AS dan sekutu menyediakan dana bagi individu dan lembaga-lembaga seperti LSM, pusat kajian di beberapa universitas Islam maupun universitas umum lain, serta membangun jaringan antar komponen untuk memenuhi tujuan-tujuan yang dimaksud.
AS dan sekutu sadar, mereka tengah terlibat dalam suatu peperangan total baik fisik (dengan senjata) maupun ide. Mereka ingin memenangkan perang itu dengan cara: “ketika ideologi kaum ekstremis tercemar di mata penduduk tempat asal ideologi itu dan di mata pendukung”. Tujuan utama, menjauhkan Islam dari umatnya dan membuat orang Islam supaya tak berperilaku lazimnya seorang muslim.
Departemen Luar Negeri AS dan USAID menunjuk pelaksana penyaluran dana dan kontak dengan berbagai LSM dan para individu di negeri-negeri muslim. Di antaranya yaitu The National Democratic Institute (NDI), The Asia Foundation (TAF), dan The Center for Study of Islam and Democracy (CSID). NDI sangat aktif di awal reformasi dalam turut merancang berbagai langkah, termasuk dalam penyusunan berbagai RUU, yang menentukan arah reformasi.
Ada pun kelompok-kelompok yang dijadikan sasaran perekrutan dan anak didik adalah: a) akademisi dan intelektual muslim liberal dan sekuler; b) cendekiawan muda muslim yang moderat; c) kalangan aktivis komunitas; d) koalisi dan kelompok perempuan yang mengampanye kesetaraan gender; e) penulis dan jurnalis moderat.
Para pejabat kedutaan AS di negeri-negeri muslim harus memastikan bahwa kelompok ini terlibat dan sesering mungkin melakukan kunjungan ke Paman Sam. Prioritas pembangunan jaringan muslim moderat diletakkan pada sektor: a) pendidikan demokrasi, dengan mencari pembenaran dalil dan sumber-sumber Islam terhadap demokrasi dan segala sistemnya; b) dukungan media massa dalam melakukan liberalisasi pemikiran, kesetaraan gender dan lainnya —yang merupakan “medan tempur” dalam perang pemikiran melawan Islam; c) advokasi kebijakan, untuk mencegah agenda politik kelompok Islam.
Sejak beberapa puluh tahun terakhir, khususnya sejak era reformasi, muncul banyak tokoh liberal sebagai opinion maker di tengah masyarakat, juga berkembang banyak LSM yang memproduk materi-materi dakwah atau fatwa namun isinya justru “menjerumuskan” Islam. Ini membuktikan bahwa konspirasi penghancuran Islam itu ada dan nyata. Artinya, hampir semua strategi RAND Corp berjalan.

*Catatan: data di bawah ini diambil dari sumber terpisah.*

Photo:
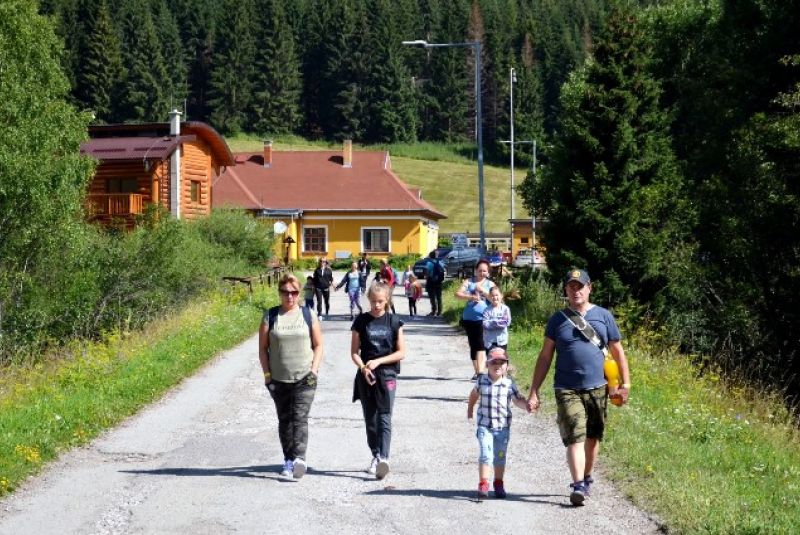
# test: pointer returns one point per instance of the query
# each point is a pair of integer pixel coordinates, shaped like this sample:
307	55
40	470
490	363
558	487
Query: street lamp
477	45
533	212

Yang paling memprihatinkan adalah strategi itu mulus berjalan, termasuk jurus pecah belah di antaranya dengan isu radikalisme, justru lantaran menggunakan tangan-tangan (internal) kaum muslim itu sendiri. Sadarkah mereka telah menjadi pengkhianat bagi bangsa, negara dan agamanya?